December 05, 2025
Thom Carroll/For PhillyVoice
Frank Gehry, the renowned architect who died Friday at 96, once wanted to remove part of the Philadelphia Art Museum's Rocky steps to install a 24-foot window.
Nine years after Frank Gehry was hired to redesign the Philadelphia Art Museum the renowned architect made a radical proposal to alter the building's iconic Rocky steps.
Among his plans to renovate nearly 90,000 square feet of space inside the museum, which were revealed in 2014, Gehry wanted to remove a portion of the East Terrace steps, about halfway up, and install a 24-foot window. That structure would have become the east-facing wall of an new gallery and provided a view the Philadelphia skyline for the visitors who perused the space.
Gehry, who died Friday at 96, said the initial idea came from board member Mark Rubenstein, and it was just one of many options for the space.
"We're trying to be discreet, and we're still studying this," Gehry told the Inquirer in 2014. "There are 10 different ways to do it. It's not a done deal by any means. It's something we resisted doing. But it's powerful, because in one simple move it changes the character of the galleries."
Museum leadership supported the bold change to the steps, but much of the public and "Rocky" enthusiasts opposed altering the popular attraction. A petition to "Save the Rocky Steps" collected 1,400 signatures.
"It's stupid, of course – it's a movie – but the reason the Art Museum steps are vibrant is because of all the tourists who run up them, whether they enter the museum or not," Dan McQuade wrote in Philadelphia Magazine. "Would that change by completely redoing the steps?"
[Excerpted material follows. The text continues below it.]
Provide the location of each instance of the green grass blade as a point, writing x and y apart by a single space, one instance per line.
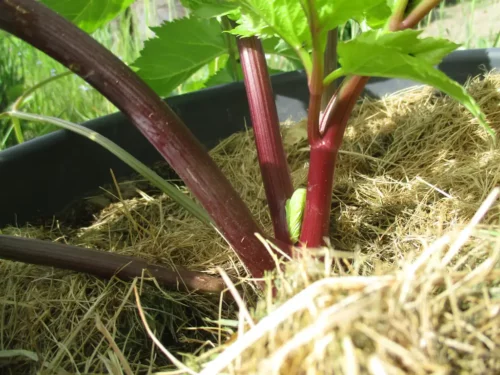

Gehry was hired in 2006 for the art museum redesign project. His vision for changes to the steps that overlook the Ben Franklin Parkway and Eakins Oval were not part of the renovations completed in 2021, but he left his mark on the structure. His design, known as the museum's Core Project, included rebuilding the West Terrace and adding the Williams Forum activity space. He also unearthed a 640-foot corridor, called the Vaulted Walkway, which hadn't been publicly accessible for 50 years.
Of his plan for the museum, Gehry said in 2017 that all he had to do was "follow the yellow brick road" and that the structure "showed you what you could do." His renovation, though expansive, quietly highlighted the building's original design while adding accessibility upgrades and functionality.
"I don't think you need architectural flourishes," Gehry told the Inquirer. "I like that you'll pass by and not know Frank Gehry was there."
In addition to the Philadelphia Art Museum, Gehry was known for designing famous structures around the world, including the Guggenheim Museum Bilbao in Spain and the Walt Disney Concert Hall in Los Angeles. He was among the earliest architects to use computers to create his designs.
Gehry was born in Toronto and became a U.S. citizen in 1950. He spent most of his life in California. In 1989, Gehry won the Pritzker Architecture Prize, which recognized all the work of his career to that point. The jury that selected Gehry for the award wrote that his architecture "reflects his keen appreciation for the same social forces that have informed the work of outstanding artists through history, including many contemporaries with whom he often collaborates."